To some it may seem like it could be coincidence or a “fluke thing,” but I’m going to tell you why it works. Basically, it’s because our brains are cool! Our brains are programmed to only see the things we look for. According to Darren Hardy in the Compound Effect:
“We are bombarded with billions of sensory bites of information each day. To keep ourselves from going insane, we ignore 99.9 percent of them, only really seeing, hearing, or experiencing those upon which our mind focuses.”

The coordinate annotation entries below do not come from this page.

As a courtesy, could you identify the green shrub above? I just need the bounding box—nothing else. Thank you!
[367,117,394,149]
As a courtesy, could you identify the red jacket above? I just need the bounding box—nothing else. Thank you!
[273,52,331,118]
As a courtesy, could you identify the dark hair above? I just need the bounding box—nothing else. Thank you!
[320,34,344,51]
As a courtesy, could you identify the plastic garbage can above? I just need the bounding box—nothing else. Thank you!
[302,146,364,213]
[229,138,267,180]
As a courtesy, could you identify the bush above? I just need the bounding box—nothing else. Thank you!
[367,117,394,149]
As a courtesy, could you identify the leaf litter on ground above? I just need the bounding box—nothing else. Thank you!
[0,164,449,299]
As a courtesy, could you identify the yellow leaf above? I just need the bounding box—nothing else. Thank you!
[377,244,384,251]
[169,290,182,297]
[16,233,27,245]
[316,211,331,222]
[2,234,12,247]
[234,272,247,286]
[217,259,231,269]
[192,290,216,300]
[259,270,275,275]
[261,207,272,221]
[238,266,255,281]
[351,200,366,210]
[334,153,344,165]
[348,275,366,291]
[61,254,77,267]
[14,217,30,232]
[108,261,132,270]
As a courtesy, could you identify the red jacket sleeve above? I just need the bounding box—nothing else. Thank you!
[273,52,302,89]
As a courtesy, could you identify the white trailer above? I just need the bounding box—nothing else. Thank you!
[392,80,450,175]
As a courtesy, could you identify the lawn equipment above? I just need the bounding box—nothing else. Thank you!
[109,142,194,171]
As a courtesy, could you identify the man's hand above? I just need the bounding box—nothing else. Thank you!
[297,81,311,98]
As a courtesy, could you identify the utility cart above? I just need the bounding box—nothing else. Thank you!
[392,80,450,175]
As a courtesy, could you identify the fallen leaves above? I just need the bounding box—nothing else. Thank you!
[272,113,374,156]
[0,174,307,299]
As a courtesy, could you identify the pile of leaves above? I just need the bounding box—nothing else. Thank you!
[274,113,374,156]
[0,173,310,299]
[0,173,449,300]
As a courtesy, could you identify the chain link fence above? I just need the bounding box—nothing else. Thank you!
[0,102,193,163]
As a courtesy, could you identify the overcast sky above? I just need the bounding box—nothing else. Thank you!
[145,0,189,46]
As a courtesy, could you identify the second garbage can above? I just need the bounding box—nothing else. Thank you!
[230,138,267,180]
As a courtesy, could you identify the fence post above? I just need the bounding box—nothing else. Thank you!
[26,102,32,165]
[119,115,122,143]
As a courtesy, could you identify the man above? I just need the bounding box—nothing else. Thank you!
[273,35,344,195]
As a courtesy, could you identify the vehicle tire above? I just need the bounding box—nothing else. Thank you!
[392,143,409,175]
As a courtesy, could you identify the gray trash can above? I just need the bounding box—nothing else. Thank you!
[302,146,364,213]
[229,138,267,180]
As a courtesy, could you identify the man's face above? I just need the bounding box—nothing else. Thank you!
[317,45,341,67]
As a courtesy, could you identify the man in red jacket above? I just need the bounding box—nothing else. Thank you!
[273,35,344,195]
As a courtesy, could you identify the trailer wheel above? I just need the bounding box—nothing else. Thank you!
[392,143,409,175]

And thank goodness!! Think about it, if we had to notice and process every single piece of information that came our way, we would be overwhelmed with information! There are sights, sounds, smells, and life going on around us all the time! There’s always something coming at us and wanting our attention, so our brains are wired to ignore a lot of things. I don’t have to notice every time I need to take a breath, I don’t need to tell my body how to move. My brain does that habitually, and it also shuts out information habitually. Yours does too!
- If you’re a parent and you’ve ever been in a room full of kids making all kinds of noise and the only sound you notice is your own child’s cry, it’s because you’ve been trained to only listen for the noises that you need to hear.
- If you’ve ever bought a new car or learned a new word and suddenly you notice them everywhere, was it a serendipitous coincidence that all of a sudden everyone has learned the word or bought the car? I mean, maybe—but most likely, it’s just you didn’t notice it before; it wasn’t in your awareness.
Just imagine! if we understand just this little piece about how our brains work, we could program it to notice more of the things we want to see!
Which brings up another important point: do you know what you want to see?
If we could know for sure what we value–things that are virtuous, lovely, praiseworthy, of good report, perhaps–then we can choose to see those things.
When I woke up this morning, I could have chosen to focus on all I had to do. I could have chosen to focus on all the reasons why I deserved to be tired; I could have focused on the fog on my brain, I could have focused on my eyes being heavy—and, to be honest, Sometimes I DO! Today, however, I didn’t want to. So I chose to focus on reasons to be excited and to have energy, and it really made all the difference.
How do you want to feel today? What if you could choose to live the life that you value every single day?